Thursday, September 17, 2015

For My Friend, Andrea

Andrea Kabourek was a warrior.  An eyes-on-the-prize, cancer-be-damned warrior.  So what’s a middling, “uncle”-muttering person like me doing, talking about her? I’m here to tell you that, underneath all of those parachutes and running shoes, tucked behind the shark cage and bravado, Andrea Kabourek was just a really fine friend to people, myself included.


Granted, there were times when I questioned the ways in which Andrea expressed her friendship to me...usually, those times fell in October, when I host the annual East HIgh party, or December, on my birthday.  She was a horrible prankster in my life.  A wonderful, horrible prankster who once filled my house with hundreds of yearbook mugshots--some of which I am still finding 7 years later.  She rearranged my furniture, sent me strange notes on official letterhead, posted formative and summative assignments in my bathroom and bedroom. Andrea even made me wear a onesie to school on my 50th birthday. . .


There are not many people who can make me wear a onesie to school.  In fact, I’m pretty sure Andrea was the only one who could.

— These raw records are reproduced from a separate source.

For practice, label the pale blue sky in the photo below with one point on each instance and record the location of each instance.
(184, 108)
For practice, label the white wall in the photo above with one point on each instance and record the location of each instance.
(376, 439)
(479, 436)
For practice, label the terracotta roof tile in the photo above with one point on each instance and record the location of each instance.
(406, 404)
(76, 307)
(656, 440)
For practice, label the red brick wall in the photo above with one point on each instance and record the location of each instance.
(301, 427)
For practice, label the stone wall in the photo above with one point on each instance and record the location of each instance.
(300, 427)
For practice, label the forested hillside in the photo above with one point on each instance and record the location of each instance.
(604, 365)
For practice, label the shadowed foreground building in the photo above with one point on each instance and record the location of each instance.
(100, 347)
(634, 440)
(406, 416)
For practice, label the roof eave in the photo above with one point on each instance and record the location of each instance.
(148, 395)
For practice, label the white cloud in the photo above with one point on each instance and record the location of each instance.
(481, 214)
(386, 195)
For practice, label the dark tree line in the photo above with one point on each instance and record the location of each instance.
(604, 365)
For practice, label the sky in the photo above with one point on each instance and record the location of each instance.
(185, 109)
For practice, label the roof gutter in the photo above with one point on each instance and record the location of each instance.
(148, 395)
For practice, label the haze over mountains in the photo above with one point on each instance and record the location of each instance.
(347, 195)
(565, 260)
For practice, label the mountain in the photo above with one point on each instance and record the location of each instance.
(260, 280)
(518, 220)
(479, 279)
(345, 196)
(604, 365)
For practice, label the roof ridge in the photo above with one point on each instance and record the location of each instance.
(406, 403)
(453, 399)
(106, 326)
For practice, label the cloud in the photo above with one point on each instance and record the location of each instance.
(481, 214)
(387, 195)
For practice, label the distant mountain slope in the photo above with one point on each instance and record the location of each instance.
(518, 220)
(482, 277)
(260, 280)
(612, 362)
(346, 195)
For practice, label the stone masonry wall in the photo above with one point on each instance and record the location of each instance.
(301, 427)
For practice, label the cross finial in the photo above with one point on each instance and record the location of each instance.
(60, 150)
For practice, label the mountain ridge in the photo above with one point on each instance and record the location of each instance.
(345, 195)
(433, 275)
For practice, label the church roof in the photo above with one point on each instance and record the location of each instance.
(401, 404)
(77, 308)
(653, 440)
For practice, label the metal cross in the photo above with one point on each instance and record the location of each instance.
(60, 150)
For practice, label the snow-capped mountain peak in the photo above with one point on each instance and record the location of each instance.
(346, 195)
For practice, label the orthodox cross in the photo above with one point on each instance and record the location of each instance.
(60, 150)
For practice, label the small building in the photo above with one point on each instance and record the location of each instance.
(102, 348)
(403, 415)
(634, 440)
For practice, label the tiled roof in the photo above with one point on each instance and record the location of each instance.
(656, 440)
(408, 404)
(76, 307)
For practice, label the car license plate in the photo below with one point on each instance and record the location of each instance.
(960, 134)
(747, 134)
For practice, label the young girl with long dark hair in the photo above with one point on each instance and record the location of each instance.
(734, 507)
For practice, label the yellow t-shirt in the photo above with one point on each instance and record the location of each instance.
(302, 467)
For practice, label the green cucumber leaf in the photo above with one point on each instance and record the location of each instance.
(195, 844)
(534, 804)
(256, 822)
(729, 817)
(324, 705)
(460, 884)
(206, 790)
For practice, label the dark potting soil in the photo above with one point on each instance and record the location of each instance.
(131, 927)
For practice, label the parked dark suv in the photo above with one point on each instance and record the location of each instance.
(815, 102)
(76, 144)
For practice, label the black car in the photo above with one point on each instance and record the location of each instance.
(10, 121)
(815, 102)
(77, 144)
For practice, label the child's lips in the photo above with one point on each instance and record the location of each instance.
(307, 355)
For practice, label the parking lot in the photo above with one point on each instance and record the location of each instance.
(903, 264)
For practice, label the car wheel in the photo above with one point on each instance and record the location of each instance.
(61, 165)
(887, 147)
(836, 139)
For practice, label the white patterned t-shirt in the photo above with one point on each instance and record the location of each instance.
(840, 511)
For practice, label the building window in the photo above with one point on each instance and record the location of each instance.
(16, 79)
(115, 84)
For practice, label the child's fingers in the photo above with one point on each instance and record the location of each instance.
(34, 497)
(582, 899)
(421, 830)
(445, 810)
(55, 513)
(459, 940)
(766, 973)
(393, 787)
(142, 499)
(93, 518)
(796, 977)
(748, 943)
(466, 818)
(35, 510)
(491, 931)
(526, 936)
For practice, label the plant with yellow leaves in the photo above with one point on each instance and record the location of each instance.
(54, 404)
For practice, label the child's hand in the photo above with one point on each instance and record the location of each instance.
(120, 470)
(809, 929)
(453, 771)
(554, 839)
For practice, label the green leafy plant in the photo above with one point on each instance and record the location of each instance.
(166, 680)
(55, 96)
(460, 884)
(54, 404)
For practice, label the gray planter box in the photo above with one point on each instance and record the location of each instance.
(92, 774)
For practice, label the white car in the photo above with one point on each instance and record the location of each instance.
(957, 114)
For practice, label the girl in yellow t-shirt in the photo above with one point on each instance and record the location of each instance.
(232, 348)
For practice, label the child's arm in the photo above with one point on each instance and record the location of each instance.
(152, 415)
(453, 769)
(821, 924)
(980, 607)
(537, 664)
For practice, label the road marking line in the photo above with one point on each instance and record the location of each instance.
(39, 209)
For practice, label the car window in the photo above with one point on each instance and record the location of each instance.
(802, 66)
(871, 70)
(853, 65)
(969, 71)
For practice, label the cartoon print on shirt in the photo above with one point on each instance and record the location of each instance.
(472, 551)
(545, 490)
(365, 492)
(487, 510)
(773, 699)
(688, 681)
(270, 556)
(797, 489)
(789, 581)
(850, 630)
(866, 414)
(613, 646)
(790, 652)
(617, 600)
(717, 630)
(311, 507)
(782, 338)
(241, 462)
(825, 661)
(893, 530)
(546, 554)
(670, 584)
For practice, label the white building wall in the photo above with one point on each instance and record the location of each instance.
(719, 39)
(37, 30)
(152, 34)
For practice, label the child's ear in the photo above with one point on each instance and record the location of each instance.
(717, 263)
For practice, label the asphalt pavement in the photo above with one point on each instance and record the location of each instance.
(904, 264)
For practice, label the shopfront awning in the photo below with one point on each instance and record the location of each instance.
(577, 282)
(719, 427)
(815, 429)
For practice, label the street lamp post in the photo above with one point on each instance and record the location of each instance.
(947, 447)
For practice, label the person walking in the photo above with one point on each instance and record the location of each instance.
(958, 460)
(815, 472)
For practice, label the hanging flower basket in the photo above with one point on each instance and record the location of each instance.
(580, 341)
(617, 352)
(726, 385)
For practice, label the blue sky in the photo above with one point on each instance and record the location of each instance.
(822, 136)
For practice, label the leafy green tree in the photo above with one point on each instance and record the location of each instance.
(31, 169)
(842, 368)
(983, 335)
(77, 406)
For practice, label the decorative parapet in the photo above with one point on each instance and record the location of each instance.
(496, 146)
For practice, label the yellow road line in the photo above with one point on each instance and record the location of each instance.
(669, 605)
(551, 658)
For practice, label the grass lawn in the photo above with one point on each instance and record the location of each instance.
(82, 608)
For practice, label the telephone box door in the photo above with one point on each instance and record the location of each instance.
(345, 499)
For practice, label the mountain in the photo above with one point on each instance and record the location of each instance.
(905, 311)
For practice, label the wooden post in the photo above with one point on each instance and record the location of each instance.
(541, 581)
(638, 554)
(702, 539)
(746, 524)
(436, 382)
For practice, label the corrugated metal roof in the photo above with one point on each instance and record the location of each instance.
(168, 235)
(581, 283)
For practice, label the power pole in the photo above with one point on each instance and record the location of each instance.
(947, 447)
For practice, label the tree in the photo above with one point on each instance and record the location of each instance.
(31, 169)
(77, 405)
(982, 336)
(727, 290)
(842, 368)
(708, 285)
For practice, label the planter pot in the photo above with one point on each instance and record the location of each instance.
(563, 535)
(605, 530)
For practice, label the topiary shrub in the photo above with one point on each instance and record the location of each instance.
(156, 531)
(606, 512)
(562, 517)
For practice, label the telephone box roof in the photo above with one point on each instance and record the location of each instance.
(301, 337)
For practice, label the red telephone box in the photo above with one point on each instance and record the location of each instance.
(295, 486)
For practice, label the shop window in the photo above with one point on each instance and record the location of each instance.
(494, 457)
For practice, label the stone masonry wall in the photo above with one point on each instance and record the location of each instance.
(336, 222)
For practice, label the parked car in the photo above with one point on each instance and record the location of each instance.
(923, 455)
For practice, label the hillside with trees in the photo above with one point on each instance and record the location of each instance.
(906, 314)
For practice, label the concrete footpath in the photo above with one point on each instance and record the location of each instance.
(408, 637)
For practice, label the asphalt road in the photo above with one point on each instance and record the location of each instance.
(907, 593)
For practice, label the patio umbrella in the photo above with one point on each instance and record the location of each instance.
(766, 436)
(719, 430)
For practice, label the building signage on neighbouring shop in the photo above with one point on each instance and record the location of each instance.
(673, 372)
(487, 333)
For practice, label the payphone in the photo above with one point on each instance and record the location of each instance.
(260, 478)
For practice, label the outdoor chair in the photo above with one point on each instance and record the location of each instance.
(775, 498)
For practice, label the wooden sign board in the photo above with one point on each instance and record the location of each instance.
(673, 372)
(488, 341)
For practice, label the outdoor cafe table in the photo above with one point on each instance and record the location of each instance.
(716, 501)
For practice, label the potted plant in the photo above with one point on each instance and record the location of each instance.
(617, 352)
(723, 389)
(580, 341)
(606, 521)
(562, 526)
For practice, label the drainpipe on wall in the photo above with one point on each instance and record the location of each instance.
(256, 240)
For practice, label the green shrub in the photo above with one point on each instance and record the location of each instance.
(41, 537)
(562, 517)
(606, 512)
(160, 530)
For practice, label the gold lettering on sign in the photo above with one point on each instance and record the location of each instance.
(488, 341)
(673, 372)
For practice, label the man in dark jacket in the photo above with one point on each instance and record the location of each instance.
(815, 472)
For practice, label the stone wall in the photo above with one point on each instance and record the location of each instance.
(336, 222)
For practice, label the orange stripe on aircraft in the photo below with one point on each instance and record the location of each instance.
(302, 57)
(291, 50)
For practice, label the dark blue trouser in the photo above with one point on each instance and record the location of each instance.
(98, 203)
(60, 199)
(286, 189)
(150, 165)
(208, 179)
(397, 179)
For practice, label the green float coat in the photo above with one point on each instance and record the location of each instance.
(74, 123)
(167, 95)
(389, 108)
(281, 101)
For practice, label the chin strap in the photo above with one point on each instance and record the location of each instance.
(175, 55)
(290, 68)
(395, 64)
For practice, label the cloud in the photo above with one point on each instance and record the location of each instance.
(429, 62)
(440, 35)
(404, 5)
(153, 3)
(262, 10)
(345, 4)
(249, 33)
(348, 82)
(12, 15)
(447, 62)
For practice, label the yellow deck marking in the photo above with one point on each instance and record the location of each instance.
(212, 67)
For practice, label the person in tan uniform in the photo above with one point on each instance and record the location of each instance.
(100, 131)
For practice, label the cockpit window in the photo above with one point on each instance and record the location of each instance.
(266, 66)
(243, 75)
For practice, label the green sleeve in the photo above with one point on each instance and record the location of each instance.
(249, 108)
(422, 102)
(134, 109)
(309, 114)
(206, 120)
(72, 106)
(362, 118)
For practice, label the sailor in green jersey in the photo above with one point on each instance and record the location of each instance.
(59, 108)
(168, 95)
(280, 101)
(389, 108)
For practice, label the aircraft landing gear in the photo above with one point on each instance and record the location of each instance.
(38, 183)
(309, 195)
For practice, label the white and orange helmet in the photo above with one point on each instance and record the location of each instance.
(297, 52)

While Andrea always seemed to be in the center of things, she was not a team of one.  She had, it turns out, an incredible group of people holding her up and rooting her on--from her high-school and college coaches who nudged speed and strength out of her to her always-present family, who worked feverishly to keep her happily on this earth.  As stubborn and independent as she was, Andrea Kabourek needed her family and her friends, her coaches and her students just as much as we needed her, I think.


Andrea was not particularly religious, but I think she would have called East High her “thin” place--a Celtic term for those special places where this world and the next intertwine. She loved this school and its people fiercely.  And we loved her back.  


But it’s not a terribly brave or daring thing to have loved Andrea Kabourek.  Loving her is easy.


There is, it turns out, a much more difficult task for all of us today.  Today, the heartbreaking question becomes:  What do we do now?  How do we find our way without her?  


I am not a runner but I think Andrea the competitor would tell us that we get out of bed and put on our shoes and move through this day--each day-- with our eyes--and our hearts--wide open, grabbing fistfuls of this life and living it, heartache be damned.

Today, then, in this thin place that is East High, as my friend Ken said so well, we draw strength from each other, leaning in to this mystical thinness, a place where, as Andrea had shown us so many times before, anything is possible.

Thursday, September 3, 2015

An Extra Dash of Seasoning

I love the turning over of seasons, especially the shovel's blade of fall cutting into hardened summer soil.  There is so much hope and relief and quiet excitement packed into the flipping of a calendar's page.  Even the thought of the first football Saturday quickens my heart, which says a lot, considering how many years it's been since I've attended a game.

Early September is packed with signs of change--the sun's arc slowly flattening, Casiopea nudging its way westward in the night sky, the crickets' steady evensong now more opus than undercurrent.  Even the neighbor's Linden tree has begun to pull out its fall wardrobe.

Yes, a person could view such things as sure signs of the gloom that awaits us three months from now--the flat, cold steel of winter--but I have no time for such pessimists.

Today, at least, I will fill up on monarchs and swallowtails, and praise the praying mantises and yellow-tinged leaves that punctuate my walks.  For now, I hum along to the crickets' choir, glad for the relentlessness of their leggy instruments, unconcerned about winter's silence that inevitably awaits me.